In this Trump era, journalists have been rightly lambasted for their lazy “both sides” coverage of issues such as brazen racism, open corruption, and serial dishonesty. When it comes to the “pay for” debate, however, it’s even worse: there is no “both sides-ism.” It’s only the Democratic side that is expected to account for where it will get every dollar and cent to pay for every single policy that they unveil. Republicans, as Harris pointed out, get a pass. It’s not just Trump’s tax cuts or his border wall: When was the Trump administration asked how it is paying for the $28 billion bailout for farmers hurt by the trade war with China? When were Republicans in Congress asked how they funded their whopping $130 billion increase in the Pentagon budget between 2015 and 2019?

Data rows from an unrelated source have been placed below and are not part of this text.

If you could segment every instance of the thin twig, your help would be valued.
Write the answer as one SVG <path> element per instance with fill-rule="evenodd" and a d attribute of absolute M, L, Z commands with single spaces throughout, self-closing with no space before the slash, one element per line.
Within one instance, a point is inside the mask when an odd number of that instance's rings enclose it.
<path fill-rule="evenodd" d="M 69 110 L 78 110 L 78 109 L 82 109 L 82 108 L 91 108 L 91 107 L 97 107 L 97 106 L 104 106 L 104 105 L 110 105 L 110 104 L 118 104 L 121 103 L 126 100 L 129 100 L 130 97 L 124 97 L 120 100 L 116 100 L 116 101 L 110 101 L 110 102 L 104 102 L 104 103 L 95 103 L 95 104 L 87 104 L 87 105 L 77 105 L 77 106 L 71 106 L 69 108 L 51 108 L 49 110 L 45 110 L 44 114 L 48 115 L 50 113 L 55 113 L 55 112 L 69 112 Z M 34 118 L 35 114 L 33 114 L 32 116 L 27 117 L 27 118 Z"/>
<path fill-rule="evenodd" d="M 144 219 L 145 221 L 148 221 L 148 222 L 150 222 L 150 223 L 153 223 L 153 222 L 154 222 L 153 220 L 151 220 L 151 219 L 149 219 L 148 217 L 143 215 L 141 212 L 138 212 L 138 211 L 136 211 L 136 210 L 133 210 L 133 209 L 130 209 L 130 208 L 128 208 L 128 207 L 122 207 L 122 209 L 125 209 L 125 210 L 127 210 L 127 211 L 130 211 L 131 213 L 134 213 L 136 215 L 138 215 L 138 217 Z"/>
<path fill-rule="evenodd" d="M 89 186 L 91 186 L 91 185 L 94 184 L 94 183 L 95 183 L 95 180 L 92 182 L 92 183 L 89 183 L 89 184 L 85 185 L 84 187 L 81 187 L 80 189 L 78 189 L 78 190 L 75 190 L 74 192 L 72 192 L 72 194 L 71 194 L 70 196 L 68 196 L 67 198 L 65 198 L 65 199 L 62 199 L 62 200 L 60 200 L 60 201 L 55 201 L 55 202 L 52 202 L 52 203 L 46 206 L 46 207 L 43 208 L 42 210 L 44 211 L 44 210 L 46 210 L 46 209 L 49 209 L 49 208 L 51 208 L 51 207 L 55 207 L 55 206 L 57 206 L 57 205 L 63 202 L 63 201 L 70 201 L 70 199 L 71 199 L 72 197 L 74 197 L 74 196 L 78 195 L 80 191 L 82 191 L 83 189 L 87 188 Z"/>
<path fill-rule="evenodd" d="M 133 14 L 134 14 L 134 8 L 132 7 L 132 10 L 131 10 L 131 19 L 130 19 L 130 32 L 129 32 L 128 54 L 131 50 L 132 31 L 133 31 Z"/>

A handful of Democrats are refusing to play along. Last year, Sen. Brian Schatz, D-Hawaii, offered a pretty robust response to a question from Vox about how he would fund his $95 billion proposal to offer debt-free college to students at public universities.
“I don’t play the pay-for game,” the senator replied. “I reject the pay-for game. After the Republicans did the $1.5 trillion in unpaid-for tax cuts … I just reject the idea that only progressive ideas have to be paid for. We can work on that as we go through the process, but I think it’s a trap.”
It is a trap that the Democrats’ own leader in the House, Speaker Nancy Pelosi, has set for the next Democratic president, by insisting on pay-as-you-go rules that prevent future deficit spending. “We cannot just increase the debt,” she told Bloomberg News earlier this month.
Democrats need to stop playing by the old rules. I understand the logic of the “I have a plan for that” mantra; I get the appeal of wanting to be the adults in the room. But the man-child that the Democrats seek to defeat next year was elected to the highest office in the land in 2016 without a plan for anything.
Never forget: He said Mexico would pay for his signature issue. And he won. Now, defiant Democrats should say the same.